Door Henk Wolf
Het Nederlands heeft twee soorten gezegden, althans dat is al heel lang de aanname in de schoolgrammatica (maar zie hier voor wat kritiek op dat idee): werkwoordelijke en naamwoordelijke.
Bij een werkwoordelijk gezegde zit de centrale mededeling over het onderwerp in het hoofdwerkwoord: het onderwerp ‘doet’ iets. Bij een naamwoordelijk gezegde zit de centrale mededeling in iets anders dan een werkwoord: het onderwerp ‘doet’ niet iets, maar ‘is’ iets.
In allerlei zinstypen is er bij Nederlandse naamwoordelijke gezegden wel nog een extra werkwoord nodig om de zin af te maken. Zo’n koppelwerkwoord kan ook nog informatie toevoegen, bijvoorbeeld over tijd of aspect.
Een paar voorbeelden:
- Jan slaapt. <zin met een werkwoordelijk gezegde>
- Jan kust z’n vrouw. <zin met een werkwoordelijk gezegde en een noodzakelijke aanvulling>
- Jan aardig. <onvolledige zin met een naamwoordelijk gezegde>
- Jan is aardig. <zin met een naamwoordelijk gezegde en het koppelwerkwoord zijn>
- Jan wordt aardig. <zin met een naamwoordelijk gezegde en het koppelwerkwoord worden, dat ook nog iets zegt over toekomende tijd of veranderingsaspect>
Doorgaans is het redelijk duidelijk of een werkwoord deel uitmaakt van een werkwoordelijk of van een naamwoordelijk gezegde, maar dat geldt niet altijd. Neem de volgende voorbeelden van internet:
- Deze lege gebouwen betekenen een verspilling van ruimte.
- De acties van de boeren vormen een gevaar voor het demonstratierecht.
De werkwoorden betekenen en vormen zijn duidelijk ontstaan als zelfstandige werkwoorden, met een mededelende functie. Betekenen is vanouds zoiets als ‘aanduiden’, ‘verwijzen naar’, ‘het teken vormen voor’. Vormen is vanouds iets als ‘maken’, ’tot stand brengen’. Ze hadden in die betekenissen vanouds een lijdend voorwerp nodig als aanvulling om een zin compleet te maken.
Maar die betekenissen zijn sterk afgesleten en je kunt je afvragen of de werkwoorden betekenen en vormen nu niet net zulke grammaticale opvuldingetjes zijn geworden als zijn – koppelwerkwoorden dus. Dat zou dan natuurlijk betekenen dat de mededeling niet langer in het werkwoord zit en dat het oude lijdend voorwerp zelf een (naamwoordelijk) gezegde is geworden.

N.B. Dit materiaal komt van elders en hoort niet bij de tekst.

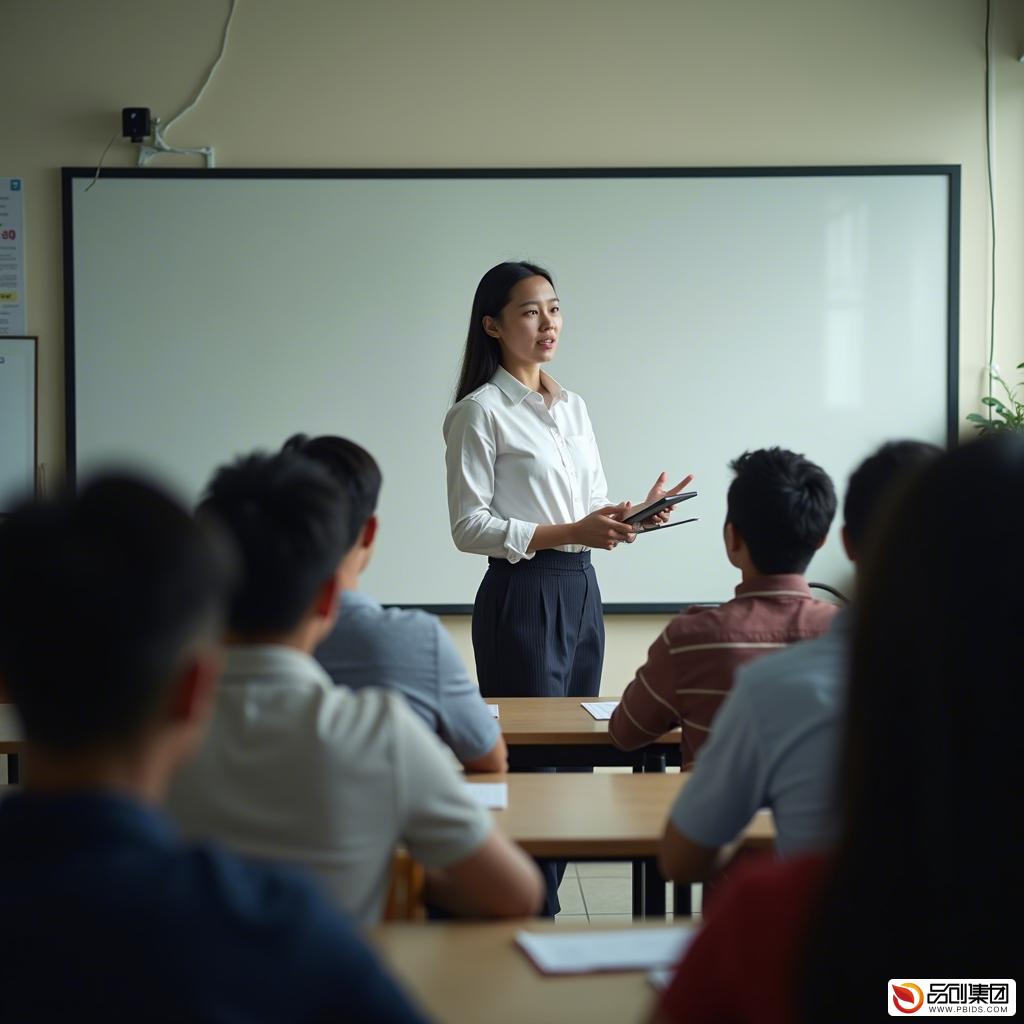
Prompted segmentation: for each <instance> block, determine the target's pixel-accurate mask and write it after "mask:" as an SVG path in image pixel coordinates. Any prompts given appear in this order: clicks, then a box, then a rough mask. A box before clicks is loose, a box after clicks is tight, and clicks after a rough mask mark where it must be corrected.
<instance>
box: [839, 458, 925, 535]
mask: <svg viewBox="0 0 1024 1024" xmlns="http://www.w3.org/2000/svg"><path fill="white" fill-rule="evenodd" d="M941 454H942V450H941V449H939V447H937V446H936V445H935V444H927V443H926V442H925V441H909V440H904V441H887V442H886V443H885V444H883V445H882V447H880V449H879V450H878V452H876V453H874V454H873V455H870V456H868V457H867V458H866V459H865V460H864V461H863V462H862V463H861V464H860V465H859V466H858V467H857V468H856V469H855V470H854V471H853V473H852V474H851V475H850V482H849V483H848V484H847V487H846V499H845V501H844V502H843V525H844V527H845V528H846V536H847V540H848V541H849V543H850V547H851V548H852V549H853V550H854V551H855V552H859V551H860V550H862V548H863V544H864V540H865V538H866V536H867V534H868V530H869V528H870V527H871V523H872V521H873V520H874V519H876V518H877V517H878V514H879V511H880V509H882V508H884V507H885V506H886V505H887V504H888V503H887V499H888V498H890V497H891V492H892V488H893V487H894V486H896V485H898V484H899V485H903V484H905V483H906V481H907V480H908V479H910V478H912V477H913V476H914V474H915V472H916V471H918V470H920V469H921V468H922V467H923V466H924V465H926V464H927V463H929V462H931V461H932V460H933V459H935V458H937V457H938V456H940V455H941Z"/></svg>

Een testje voor betekenisarmoede van werkwoorden is of je ze kunt weglaten in zinstypen die dat toestaan. De verbaasde uitroep is zo’n type:
- Deze lege gebouwen een verspilling van ruimte?!? <prima>
- De acties van boeren een gevaar voor het demonstratierecht?!? <prima>
Een zinstype waarin koppelwerkwoorden moeten worden weggelaten, is de beknopte bijzin als bepaling van gesteldheid (met het voegwoord als):
- Deze lege gebouwen moeten als verspilling van ruimte gesloopt worden. <prima>
- De acties van de boeren worden als gevaar voor het demonstratierecht verboden. <prima>
De weglaabaarheid van de werkwoorden betekenen en vormen in de bovenstaande twee zinstypen geeft er in elk geval een sterke aanwijzing voor dat ze koppelwerkwoorden kunnen zijn.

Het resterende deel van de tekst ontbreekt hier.